If you look at like the now close to 50 films that I’ve done. It’s only like five of them that are actually like certified horror stories.

JN: Your sister Taissa is brilliant in American Horror Story.

VF: For her I’m bias. I’m practically her mother. She’s just like this bright supernova that shines even brighter in the dark.

I just did Middleton which is where she and I play screwball mother and daughter in a romantic comedy. I think may be the most successful projects in my career have been psychological thrillers and horrors and sort of twisted, dark and offbeat.

Maybe it’s because our childhoods were so straight and narrow and full of light, love and goodness that we veer toward them more.

I am attracted to the sordid and the wacky, the unorthodox but I love infusing it with lightness.

JN: This is a question from Twitter. Do you practice your screams or do they come naturally?

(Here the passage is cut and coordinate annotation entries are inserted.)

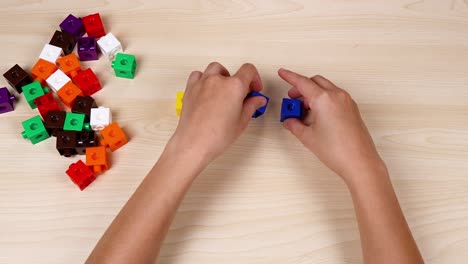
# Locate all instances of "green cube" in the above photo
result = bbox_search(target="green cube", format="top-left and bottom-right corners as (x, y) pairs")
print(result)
(63, 112), (90, 131)
(23, 81), (49, 109)
(112, 53), (136, 79)
(21, 115), (50, 144)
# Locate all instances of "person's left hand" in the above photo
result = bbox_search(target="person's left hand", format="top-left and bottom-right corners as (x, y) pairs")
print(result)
(172, 62), (266, 162)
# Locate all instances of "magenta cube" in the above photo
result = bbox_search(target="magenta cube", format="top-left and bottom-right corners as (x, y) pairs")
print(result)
(60, 14), (86, 39)
(78, 37), (99, 61)
(0, 87), (16, 114)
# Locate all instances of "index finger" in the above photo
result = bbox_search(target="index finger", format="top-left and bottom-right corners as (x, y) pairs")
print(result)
(278, 68), (325, 100)
(233, 63), (263, 95)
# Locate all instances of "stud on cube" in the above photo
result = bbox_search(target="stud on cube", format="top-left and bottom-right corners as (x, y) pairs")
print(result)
(49, 30), (76, 55)
(82, 13), (106, 38)
(78, 37), (99, 61)
(112, 53), (137, 79)
(60, 14), (86, 39)
(97, 33), (123, 61)
(31, 59), (57, 86)
(0, 87), (16, 114)
(247, 92), (270, 118)
(55, 131), (77, 157)
(44, 110), (67, 137)
(57, 82), (83, 108)
(63, 112), (89, 131)
(73, 69), (102, 96)
(90, 106), (112, 131)
(66, 160), (96, 191)
(34, 93), (60, 118)
(39, 44), (62, 63)
(72, 96), (97, 120)
(21, 116), (50, 144)
(280, 98), (303, 122)
(86, 146), (109, 174)
(176, 92), (184, 116)
(75, 131), (99, 155)
(3, 64), (33, 93)
(23, 81), (49, 109)
(101, 122), (128, 152)
(57, 53), (81, 78)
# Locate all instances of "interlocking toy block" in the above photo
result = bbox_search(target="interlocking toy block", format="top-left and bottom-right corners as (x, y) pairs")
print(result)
(23, 81), (49, 109)
(97, 33), (123, 61)
(39, 44), (63, 63)
(0, 87), (16, 114)
(86, 146), (109, 174)
(63, 112), (90, 131)
(49, 30), (76, 55)
(46, 69), (71, 92)
(82, 13), (106, 38)
(72, 96), (97, 117)
(247, 92), (270, 118)
(57, 53), (81, 78)
(57, 82), (83, 109)
(21, 116), (50, 144)
(31, 59), (57, 86)
(34, 93), (60, 118)
(176, 92), (184, 116)
(90, 106), (112, 131)
(55, 131), (77, 157)
(44, 110), (67, 137)
(3, 64), (33, 93)
(112, 53), (137, 79)
(78, 37), (99, 61)
(101, 122), (128, 152)
(66, 160), (96, 191)
(76, 131), (99, 155)
(280, 98), (304, 122)
(60, 14), (86, 39)
(73, 69), (102, 96)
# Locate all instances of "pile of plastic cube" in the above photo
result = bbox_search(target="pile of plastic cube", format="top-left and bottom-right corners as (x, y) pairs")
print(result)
(0, 14), (136, 190)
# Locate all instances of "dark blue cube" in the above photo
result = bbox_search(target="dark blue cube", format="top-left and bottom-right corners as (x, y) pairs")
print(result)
(247, 92), (270, 118)
(60, 14), (86, 39)
(280, 98), (304, 122)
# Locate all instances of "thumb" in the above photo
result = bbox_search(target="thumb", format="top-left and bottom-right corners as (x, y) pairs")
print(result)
(242, 96), (267, 122)
(283, 118), (309, 143)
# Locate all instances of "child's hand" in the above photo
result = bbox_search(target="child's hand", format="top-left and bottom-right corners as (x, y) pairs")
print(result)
(173, 62), (266, 162)
(278, 69), (383, 182)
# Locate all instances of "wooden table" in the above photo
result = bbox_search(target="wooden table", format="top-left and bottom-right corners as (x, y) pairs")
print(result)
(0, 0), (468, 264)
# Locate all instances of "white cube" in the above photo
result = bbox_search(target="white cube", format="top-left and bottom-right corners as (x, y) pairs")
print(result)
(39, 44), (62, 64)
(46, 70), (71, 92)
(97, 33), (123, 61)
(89, 106), (112, 131)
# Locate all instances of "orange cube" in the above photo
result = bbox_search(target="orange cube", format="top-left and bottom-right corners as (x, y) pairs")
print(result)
(86, 146), (109, 174)
(57, 81), (83, 108)
(101, 122), (128, 151)
(31, 59), (57, 86)
(57, 52), (81, 78)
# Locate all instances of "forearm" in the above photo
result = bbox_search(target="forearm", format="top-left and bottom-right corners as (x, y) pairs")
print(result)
(87, 140), (205, 263)
(347, 164), (423, 264)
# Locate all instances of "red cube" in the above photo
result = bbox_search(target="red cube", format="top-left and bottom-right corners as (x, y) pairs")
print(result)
(73, 69), (102, 96)
(81, 13), (106, 38)
(66, 160), (96, 190)
(34, 92), (60, 119)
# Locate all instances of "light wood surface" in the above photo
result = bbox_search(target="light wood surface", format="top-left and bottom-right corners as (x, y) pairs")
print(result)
(0, 0), (468, 264)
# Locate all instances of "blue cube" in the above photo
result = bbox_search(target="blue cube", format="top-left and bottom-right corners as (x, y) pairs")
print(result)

VF: Any extreme emotion I don’t like rehearsing. Laughter is even harder to do than a scream for me. I’m a screamer by nature. My mom can tell you that I did a lot of screaming therapy as a child.

I don’t practice it but I never quite know how it’s going to come out and it never quite comes out the same way twice. It’s like a jump off the high dive in the pool. You just go for it, drop your lower mandible and let it rip!